None of the estimates to date have been based on a sufficient number of sequences to provide reasonable extrapolations. Here we used pyrosequencing to obtain well over 25 000 16S rRNA gene fragment sequences from each of four soils. This number is more than an order of magnitude higher than obtained previously. Soil DNA was isolated and 454 Life Sciences (Branford, CT, USA) pyrosequencing was employed following the amplification of the hypervariable V9 region of the highly conserved 16S rRNA gene. Highly conserved primers were used to amplify this hypervariable region using a low number of PCR cycles to minimize species structure distortion due to amplification. A statistical transformation of the resulting rarefaction curves and species richness indicators permitted estimates of the number of OTUs, as defined by specific levels of sequence identity, for each soil.

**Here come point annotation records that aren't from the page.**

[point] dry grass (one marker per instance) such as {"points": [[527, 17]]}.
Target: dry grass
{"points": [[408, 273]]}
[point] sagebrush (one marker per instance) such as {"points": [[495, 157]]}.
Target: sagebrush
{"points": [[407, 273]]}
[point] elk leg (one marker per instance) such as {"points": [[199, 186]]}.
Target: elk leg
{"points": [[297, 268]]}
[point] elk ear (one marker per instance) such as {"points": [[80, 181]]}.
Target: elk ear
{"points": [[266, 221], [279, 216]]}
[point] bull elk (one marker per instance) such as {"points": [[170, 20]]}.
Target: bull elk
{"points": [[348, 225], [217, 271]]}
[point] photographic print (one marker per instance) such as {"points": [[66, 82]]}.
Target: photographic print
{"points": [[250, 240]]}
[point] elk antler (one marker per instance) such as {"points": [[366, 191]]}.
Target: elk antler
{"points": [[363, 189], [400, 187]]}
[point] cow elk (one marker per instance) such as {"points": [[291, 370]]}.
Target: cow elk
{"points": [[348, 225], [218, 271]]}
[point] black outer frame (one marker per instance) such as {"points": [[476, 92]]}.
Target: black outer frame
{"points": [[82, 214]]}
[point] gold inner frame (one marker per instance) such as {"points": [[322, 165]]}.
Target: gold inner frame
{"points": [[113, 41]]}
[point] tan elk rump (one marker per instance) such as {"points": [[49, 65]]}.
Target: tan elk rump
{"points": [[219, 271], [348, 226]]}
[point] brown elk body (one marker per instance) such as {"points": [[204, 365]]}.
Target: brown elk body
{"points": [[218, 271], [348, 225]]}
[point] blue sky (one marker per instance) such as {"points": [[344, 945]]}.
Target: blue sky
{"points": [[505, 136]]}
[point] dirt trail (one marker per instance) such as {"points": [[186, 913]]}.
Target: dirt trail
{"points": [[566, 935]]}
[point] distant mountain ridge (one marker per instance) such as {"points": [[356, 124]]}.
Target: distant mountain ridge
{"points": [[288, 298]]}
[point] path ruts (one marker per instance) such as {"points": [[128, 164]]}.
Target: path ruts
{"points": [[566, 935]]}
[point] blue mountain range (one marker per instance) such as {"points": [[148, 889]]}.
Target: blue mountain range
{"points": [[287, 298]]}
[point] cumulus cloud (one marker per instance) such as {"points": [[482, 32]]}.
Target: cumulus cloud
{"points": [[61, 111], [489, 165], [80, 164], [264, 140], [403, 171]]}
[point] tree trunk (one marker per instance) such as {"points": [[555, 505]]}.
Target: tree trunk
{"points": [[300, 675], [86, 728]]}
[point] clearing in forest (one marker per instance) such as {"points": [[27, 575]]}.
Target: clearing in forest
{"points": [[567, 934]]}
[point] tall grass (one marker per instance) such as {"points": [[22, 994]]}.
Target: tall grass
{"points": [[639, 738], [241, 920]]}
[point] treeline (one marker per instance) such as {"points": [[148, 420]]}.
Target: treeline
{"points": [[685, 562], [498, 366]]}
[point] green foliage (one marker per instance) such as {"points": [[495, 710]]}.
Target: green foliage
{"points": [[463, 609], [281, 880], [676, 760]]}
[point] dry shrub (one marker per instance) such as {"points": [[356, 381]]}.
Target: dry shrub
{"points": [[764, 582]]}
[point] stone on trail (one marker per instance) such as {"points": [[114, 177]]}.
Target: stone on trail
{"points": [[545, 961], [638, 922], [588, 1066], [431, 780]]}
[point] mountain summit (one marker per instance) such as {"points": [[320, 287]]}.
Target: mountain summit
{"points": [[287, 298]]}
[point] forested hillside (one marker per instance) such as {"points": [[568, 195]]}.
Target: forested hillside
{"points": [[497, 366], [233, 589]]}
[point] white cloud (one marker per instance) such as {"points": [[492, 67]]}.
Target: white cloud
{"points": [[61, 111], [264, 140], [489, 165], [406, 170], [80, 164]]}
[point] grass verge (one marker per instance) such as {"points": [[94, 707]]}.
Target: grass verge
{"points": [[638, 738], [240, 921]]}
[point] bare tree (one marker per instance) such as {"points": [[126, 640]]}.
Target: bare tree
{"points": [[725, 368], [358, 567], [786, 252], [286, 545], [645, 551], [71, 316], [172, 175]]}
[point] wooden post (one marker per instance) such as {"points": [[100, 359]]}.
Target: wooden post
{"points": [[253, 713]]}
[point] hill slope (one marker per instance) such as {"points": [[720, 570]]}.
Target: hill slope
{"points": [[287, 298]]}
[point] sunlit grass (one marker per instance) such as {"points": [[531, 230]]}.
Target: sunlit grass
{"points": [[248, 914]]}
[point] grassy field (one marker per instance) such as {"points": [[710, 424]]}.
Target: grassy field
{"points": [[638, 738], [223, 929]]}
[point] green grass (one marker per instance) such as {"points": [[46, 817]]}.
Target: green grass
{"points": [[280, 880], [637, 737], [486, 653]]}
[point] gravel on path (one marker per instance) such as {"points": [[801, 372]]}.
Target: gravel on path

Another objective of this project was to determine how this estimate of microbial diversity might vary between soils across a broad geographical scale (Table 1). Soils from four sites across the western hemisphere were chosen and included three agricultural soils from a maize field in the southernmost state of Brazil, Rio Grande do Sul, a sugarcane field in the Everglades Agricultural Area in Florida, and a soil from the Morrow Plots at the University of Illinois in Urbana. The fourth soil was collected from a boreal forest site in northwestern Ontario, Canada.
Table 1
Table 1
Locations, elevations, pH and soil types as well as statistics on the pyrosequencing output
Soil sampling, DNA extraction, PCR and pyrosequencing
Soil was collected from the top 10 cm of the surface. For the forest soil, sphagnum and duff layers were removed before collection. All soil was packed on ice upon collection and transported to labs for extraction. DNA was isolated from at least 1 g of mixed soil using the FastDNA Kit (Qbiogene Inc., CA, USA) and purified on agarose gels (Moreira, 1998). To amplify a 16S rRNA gene fragment of the appropriate size and sequence variability for 454 pyrosequencing, primers 787f and a modification of 1492r were chosen (Baker et al., 2003). The 1492r and 786f primers were modified slightly to create 1492-rm (5′-GNTACCTTGTTACGACTT-3′) and 787f (5′-ATTAGATACCCNGGTAG-3′) to broaden the taxonomic range of 16S rRNA genes amplified.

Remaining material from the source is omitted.